Les deux Postillons Fleury Flouch (19ème)

Un postillon adroit et fort,
Intronisé sur une diligence,
Obtint selon ses vœux, à force d'imprudence,
Le sobriquet de Guerre-à-mort.
Tout respirait en lui l'audace et la jactance ;
Il se disait le roi des postillons.
Redouté de ses compagnons,
Il les immolait tous à sa plaisanterie.
Un jour, l'un d'eux, piqué de sa forfanterie,
Voulut vaincre à son tour ce concurrent fameux,
Et si longtemps victorieux.
Guerre-à-mort, en passant, l'insulte à sa manière.
L'autre, indigné de rester en arrière,
Se livre à toute son ardeur.
Stimulé par le conducteur,
Et du péril écartant la pensée,
Il se hâte : au galop sa voiture est lancée.
Il faut que dans ce jour il venge son honneur ;
Ses amis l'ont choisi pour vider leurs querelles.
Son fouet à ses coursiers semble donner des ailes.

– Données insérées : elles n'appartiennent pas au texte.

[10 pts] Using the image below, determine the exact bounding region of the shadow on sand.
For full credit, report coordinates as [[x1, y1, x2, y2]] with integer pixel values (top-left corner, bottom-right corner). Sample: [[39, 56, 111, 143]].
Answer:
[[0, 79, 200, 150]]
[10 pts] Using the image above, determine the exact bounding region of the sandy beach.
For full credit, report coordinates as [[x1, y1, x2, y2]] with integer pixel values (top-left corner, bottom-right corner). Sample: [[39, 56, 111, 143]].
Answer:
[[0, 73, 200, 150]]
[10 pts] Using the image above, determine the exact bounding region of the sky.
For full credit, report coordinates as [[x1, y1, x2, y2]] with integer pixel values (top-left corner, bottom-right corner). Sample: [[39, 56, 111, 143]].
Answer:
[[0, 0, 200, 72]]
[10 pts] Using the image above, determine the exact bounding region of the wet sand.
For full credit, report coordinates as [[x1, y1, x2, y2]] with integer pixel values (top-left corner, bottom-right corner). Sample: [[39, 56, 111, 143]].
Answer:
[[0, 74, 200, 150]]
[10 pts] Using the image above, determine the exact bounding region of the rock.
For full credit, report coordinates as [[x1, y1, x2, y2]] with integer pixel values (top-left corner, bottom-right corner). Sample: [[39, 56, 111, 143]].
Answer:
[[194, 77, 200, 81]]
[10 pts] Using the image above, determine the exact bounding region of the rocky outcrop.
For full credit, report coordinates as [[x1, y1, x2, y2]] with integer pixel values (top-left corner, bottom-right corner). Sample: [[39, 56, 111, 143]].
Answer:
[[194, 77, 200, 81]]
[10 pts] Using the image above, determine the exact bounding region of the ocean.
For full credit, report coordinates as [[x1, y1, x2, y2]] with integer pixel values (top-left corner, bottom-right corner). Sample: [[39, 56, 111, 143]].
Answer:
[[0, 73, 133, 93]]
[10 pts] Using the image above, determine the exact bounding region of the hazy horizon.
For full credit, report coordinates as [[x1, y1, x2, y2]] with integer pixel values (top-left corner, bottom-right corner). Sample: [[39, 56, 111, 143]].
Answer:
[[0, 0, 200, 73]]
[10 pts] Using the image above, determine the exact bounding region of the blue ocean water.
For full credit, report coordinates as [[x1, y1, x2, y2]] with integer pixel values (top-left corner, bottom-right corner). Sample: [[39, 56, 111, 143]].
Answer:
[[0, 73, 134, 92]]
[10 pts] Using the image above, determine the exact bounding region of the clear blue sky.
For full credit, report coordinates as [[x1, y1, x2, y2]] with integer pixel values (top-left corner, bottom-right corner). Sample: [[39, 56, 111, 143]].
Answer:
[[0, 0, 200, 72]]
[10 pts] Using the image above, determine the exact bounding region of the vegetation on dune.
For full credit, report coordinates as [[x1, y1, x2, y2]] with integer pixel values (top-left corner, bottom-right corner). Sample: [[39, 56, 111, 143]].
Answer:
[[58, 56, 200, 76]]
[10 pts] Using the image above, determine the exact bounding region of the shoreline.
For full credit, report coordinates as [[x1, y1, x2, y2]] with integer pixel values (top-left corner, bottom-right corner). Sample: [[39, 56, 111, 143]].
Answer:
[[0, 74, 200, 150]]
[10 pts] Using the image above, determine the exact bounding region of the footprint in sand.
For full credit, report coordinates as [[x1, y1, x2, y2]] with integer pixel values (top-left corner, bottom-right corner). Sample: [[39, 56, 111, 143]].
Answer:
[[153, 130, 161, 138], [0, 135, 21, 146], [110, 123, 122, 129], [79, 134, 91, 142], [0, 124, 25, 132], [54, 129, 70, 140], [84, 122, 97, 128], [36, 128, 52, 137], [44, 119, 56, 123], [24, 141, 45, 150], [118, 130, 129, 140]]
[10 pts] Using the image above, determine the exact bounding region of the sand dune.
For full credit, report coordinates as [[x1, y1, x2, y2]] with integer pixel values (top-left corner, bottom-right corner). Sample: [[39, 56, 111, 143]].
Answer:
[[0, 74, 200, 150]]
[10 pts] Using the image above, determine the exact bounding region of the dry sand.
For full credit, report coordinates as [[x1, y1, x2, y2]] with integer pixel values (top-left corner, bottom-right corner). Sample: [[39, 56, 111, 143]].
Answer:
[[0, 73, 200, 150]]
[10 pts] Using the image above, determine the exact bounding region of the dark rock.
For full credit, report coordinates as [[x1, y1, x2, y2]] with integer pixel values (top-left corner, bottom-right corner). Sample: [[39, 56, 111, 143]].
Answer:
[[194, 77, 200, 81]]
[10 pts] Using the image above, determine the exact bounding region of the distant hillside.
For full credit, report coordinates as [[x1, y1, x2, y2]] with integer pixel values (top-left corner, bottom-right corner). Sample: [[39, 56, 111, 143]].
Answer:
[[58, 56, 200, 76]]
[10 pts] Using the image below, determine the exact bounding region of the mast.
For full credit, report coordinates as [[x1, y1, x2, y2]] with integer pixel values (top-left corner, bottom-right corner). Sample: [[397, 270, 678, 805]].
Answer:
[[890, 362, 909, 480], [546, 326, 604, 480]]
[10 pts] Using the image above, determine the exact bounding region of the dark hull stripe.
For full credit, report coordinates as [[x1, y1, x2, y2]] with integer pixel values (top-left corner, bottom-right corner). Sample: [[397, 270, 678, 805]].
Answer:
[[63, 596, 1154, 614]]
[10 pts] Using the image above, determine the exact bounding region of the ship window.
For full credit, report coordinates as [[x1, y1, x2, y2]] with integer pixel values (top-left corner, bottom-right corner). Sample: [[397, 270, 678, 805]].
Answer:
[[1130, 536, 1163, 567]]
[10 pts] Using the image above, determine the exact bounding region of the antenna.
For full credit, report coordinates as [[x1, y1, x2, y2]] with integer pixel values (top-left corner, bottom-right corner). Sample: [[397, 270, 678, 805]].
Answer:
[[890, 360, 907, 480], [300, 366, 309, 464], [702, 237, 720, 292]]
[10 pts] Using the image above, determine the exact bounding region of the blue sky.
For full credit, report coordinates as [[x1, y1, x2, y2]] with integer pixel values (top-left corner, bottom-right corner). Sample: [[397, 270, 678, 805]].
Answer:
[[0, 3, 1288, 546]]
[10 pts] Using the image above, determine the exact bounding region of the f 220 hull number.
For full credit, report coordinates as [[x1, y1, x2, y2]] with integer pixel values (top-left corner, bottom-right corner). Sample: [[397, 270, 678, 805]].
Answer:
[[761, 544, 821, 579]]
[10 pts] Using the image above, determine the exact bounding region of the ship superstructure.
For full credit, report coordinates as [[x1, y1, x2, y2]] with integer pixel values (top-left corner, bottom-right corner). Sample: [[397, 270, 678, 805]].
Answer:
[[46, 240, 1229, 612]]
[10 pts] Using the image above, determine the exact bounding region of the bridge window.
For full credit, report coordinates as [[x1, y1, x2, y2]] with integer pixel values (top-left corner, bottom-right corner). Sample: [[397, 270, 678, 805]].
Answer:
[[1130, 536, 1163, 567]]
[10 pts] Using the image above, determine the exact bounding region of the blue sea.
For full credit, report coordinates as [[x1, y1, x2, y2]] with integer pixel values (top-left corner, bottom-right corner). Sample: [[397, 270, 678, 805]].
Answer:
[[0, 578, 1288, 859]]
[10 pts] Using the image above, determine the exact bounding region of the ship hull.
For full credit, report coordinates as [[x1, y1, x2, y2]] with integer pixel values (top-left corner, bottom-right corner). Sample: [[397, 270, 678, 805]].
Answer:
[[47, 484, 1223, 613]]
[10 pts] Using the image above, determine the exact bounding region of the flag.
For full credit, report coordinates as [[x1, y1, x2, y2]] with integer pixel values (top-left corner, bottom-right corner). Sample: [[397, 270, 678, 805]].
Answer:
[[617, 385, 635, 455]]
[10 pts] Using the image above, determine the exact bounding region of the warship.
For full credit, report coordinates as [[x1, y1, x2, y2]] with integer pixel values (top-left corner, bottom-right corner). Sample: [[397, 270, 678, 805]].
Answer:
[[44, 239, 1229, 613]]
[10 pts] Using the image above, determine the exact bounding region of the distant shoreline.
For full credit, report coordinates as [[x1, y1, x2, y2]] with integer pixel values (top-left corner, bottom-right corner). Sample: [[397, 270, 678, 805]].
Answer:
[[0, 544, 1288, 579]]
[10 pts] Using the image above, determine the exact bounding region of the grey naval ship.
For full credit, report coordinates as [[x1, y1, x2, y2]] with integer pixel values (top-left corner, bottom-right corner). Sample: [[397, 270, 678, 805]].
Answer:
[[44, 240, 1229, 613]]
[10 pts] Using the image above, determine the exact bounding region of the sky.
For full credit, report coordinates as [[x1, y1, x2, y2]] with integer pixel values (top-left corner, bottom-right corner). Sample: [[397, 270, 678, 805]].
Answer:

Guerre-à-mort qui le voit tout-à-coup s'approcher,
De deux doigts lui montrant les cornes,
Au tournant de la route, à l'une des deux bornes
Tente de l'accrocher :
En obliquant son rival le dépasse ;
Et Guerre-à-mort, de sa ligne écarté,
A l'autre borne s'embarrasse,
Et de son siège il est précipité.
Le choc l'étend raide mort sur la place.
Voilà le châtiment de la fatuité.
La route de la vie est féconde en culbutes :
Celui dont l'amour-propre éveille les disputes,
Est puni tôt ou tard de sa témérité.